New residential housing construction stable in Berlin

Permits for multi-family housing are up - but will enough actually be built?

You could make a €1,200/month, one-room apartment out of those bricks and that door.
You could make a €1,200/month, one-room apartment out of those bricks and that door.imago images

Berlin-Approvals for new residential construction rose slightly in the first nine months over the same period last year as the corona pandemic appeared to do little to dampen the appetite for new Berlin abodes. Permits for new residential units rose 0.6 per cent in the to 15,414, according to the Berlin-Brandenburg statistics office.

The figures include a 4.4 per cent jump in permits for new buildings, representing 
13,820 apartments, while the outstanding 1,594 apartments will be created through construction work on existing buildings, for example through loft conversions – a 23.8 per cent drop over the first nine months of 2019.

The German capital currently needs about 20,000 new residential units per year to keep up with the influx of newcomers. Since not everything that is approved is actually built, that means that the city-state must approve more than 20,000 to meet demand and last year, where Berlin approved more than 20,000, just 19,000 residential units were actually completed. 

"The number of approved apartments remains stable at a high level," housing minister Sebastian Scheel (Linke) said. Scheel said it was "good news" that approvals for multi-story residential rose over 2019 – 12,743 apartments were approved in such buildings, seven per cent more. 

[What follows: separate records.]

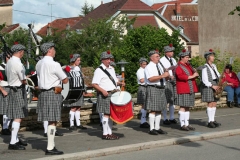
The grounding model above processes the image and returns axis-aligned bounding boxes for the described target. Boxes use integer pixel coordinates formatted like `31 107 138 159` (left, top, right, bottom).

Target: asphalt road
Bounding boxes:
89 136 240 160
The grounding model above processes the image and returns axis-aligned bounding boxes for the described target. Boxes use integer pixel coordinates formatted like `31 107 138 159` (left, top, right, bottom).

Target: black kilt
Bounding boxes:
201 81 219 102
5 88 28 119
37 90 63 121
174 93 195 107
0 87 10 115
144 86 167 111
137 85 147 105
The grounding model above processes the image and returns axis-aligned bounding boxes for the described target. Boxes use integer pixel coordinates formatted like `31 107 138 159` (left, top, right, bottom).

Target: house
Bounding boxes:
0 0 13 25
37 16 83 36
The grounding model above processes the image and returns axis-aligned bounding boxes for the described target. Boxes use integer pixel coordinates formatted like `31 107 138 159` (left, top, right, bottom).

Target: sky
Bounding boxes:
13 0 168 32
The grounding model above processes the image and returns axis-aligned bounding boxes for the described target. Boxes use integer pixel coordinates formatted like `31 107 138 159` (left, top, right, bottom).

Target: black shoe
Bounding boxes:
55 131 63 136
163 119 171 125
8 143 26 150
156 129 167 134
77 125 87 129
169 119 178 124
148 129 158 135
140 122 150 128
45 147 63 155
1 129 11 135
207 122 216 128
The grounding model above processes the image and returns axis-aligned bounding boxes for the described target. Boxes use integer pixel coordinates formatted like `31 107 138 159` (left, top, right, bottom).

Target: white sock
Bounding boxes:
141 109 147 124
155 114 161 130
148 113 155 131
3 115 11 129
185 111 190 126
10 121 20 144
178 111 185 127
47 125 56 150
69 111 75 127
102 117 109 135
75 111 81 126
169 104 175 120
108 118 113 135
43 121 48 133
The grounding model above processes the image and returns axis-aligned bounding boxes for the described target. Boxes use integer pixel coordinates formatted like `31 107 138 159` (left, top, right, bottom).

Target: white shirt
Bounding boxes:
160 56 177 76
144 61 166 86
0 62 8 87
92 64 118 91
202 63 220 87
5 56 26 86
36 56 67 89
136 67 145 85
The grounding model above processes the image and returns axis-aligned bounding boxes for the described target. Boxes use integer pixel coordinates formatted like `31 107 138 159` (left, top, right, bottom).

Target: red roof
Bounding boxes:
128 16 158 28
37 17 83 35
158 4 199 43
152 0 193 10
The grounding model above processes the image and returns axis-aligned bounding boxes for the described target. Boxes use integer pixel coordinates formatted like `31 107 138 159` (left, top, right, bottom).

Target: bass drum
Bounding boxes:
61 70 85 105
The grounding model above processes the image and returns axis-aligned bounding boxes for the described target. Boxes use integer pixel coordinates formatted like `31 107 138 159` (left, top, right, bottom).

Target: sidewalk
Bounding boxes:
0 108 240 160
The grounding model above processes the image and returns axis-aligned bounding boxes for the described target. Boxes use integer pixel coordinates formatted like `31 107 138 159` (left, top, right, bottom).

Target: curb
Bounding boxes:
34 129 240 160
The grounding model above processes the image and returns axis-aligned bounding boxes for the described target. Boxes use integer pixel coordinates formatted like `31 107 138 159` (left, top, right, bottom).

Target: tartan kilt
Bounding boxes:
97 93 112 114
175 93 195 107
165 81 177 104
5 88 28 119
37 90 63 121
201 81 219 102
137 86 147 105
0 87 10 115
144 86 167 111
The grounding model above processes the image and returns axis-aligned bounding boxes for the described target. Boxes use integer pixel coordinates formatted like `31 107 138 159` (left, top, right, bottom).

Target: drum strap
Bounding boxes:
99 66 117 87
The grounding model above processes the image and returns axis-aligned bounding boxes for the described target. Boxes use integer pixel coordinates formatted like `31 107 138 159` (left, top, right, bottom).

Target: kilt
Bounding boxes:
0 87 10 115
175 93 195 107
5 88 28 119
201 81 219 102
144 86 167 111
37 90 63 121
137 85 147 105
68 95 84 107
165 81 177 104
97 93 112 114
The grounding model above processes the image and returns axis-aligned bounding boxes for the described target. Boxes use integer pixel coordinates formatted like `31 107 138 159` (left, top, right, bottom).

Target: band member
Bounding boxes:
36 42 68 155
136 58 150 128
145 51 169 135
69 54 87 130
6 44 28 150
92 51 125 140
175 49 199 131
202 49 221 128
0 54 11 135
160 44 178 125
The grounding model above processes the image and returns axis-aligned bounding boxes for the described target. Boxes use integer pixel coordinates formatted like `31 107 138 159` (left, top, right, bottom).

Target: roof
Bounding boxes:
158 4 199 43
37 17 82 35
152 0 193 10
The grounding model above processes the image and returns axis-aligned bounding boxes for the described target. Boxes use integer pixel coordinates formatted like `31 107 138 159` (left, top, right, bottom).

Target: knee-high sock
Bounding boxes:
75 111 81 126
10 121 20 144
148 113 155 131
69 111 75 127
178 111 185 127
47 125 56 150
185 111 190 126
43 121 48 133
102 117 109 135
3 115 11 129
169 104 175 120
141 109 147 124
155 114 161 130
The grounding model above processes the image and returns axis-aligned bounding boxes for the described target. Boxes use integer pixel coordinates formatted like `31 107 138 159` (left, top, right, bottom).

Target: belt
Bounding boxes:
148 85 165 89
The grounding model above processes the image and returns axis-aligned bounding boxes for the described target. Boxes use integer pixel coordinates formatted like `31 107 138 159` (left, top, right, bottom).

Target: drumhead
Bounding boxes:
111 91 132 106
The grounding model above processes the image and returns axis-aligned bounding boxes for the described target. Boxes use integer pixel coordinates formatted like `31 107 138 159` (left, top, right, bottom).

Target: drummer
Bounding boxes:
92 51 125 140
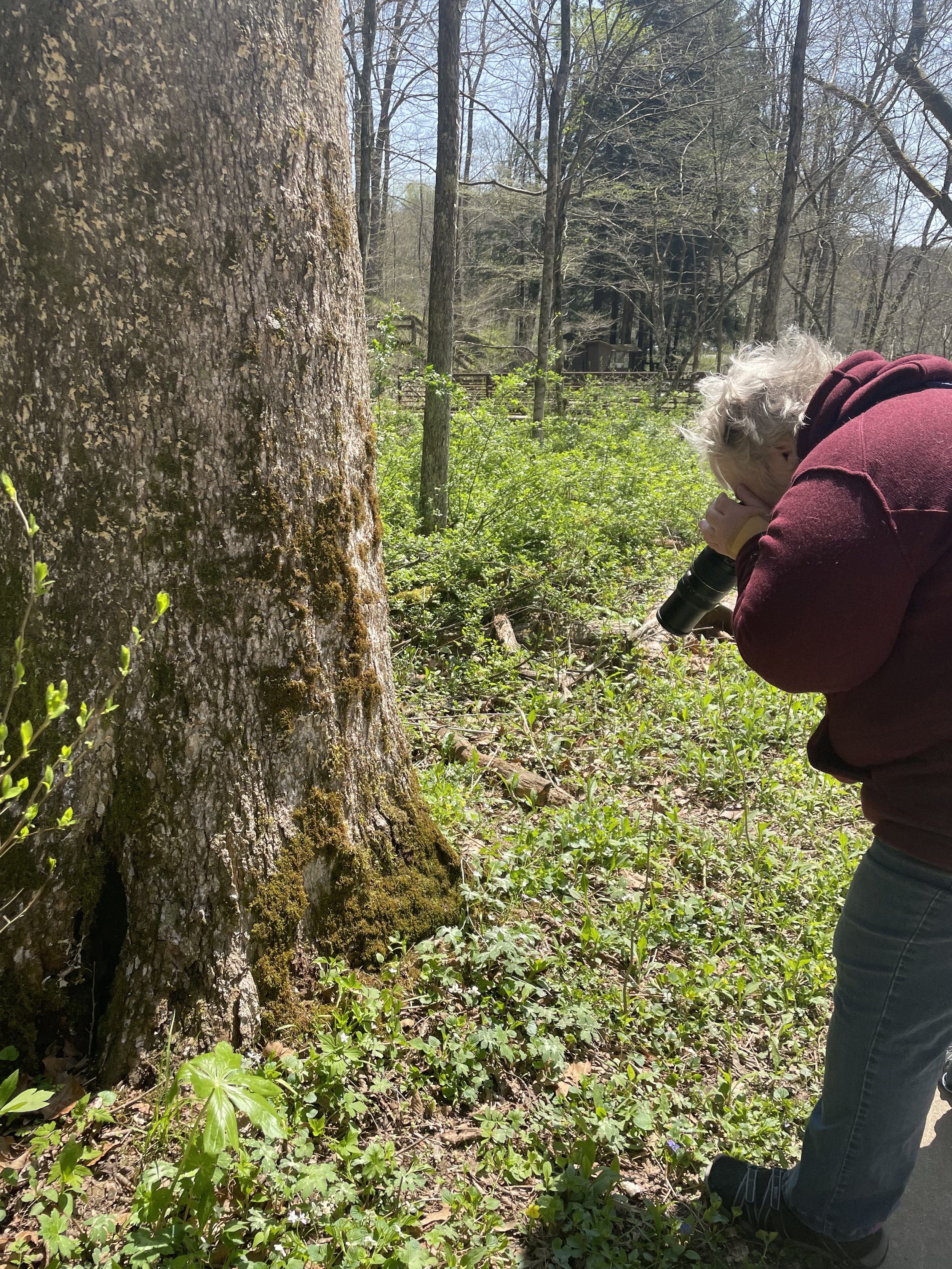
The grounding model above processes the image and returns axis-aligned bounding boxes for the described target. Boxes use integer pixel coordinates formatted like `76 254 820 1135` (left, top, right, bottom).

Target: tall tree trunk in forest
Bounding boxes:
0 0 457 1080
357 0 377 275
532 0 571 437
420 0 465 533
364 0 405 292
757 0 811 343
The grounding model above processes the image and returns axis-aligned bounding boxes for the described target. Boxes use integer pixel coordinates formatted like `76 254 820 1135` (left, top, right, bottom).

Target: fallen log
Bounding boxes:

In single- and two-family houses, however, 15.5 per cent fewer were approved or just 908 residential units. Overall, building permits for commercial and residential projects fell by 13.7 per cent in the period. 

"The decline of building permits in Berlin has catastrophic consequences for all tenants in Berlin," said parliamentarian Christian Gräff (CDU). He blamed Berlin's SPD-Linke-Green government and said the Mietendeckel rent cap was unconstitutional and had lead to the stagnation of residential building permits by discouraging new construction and rennovations.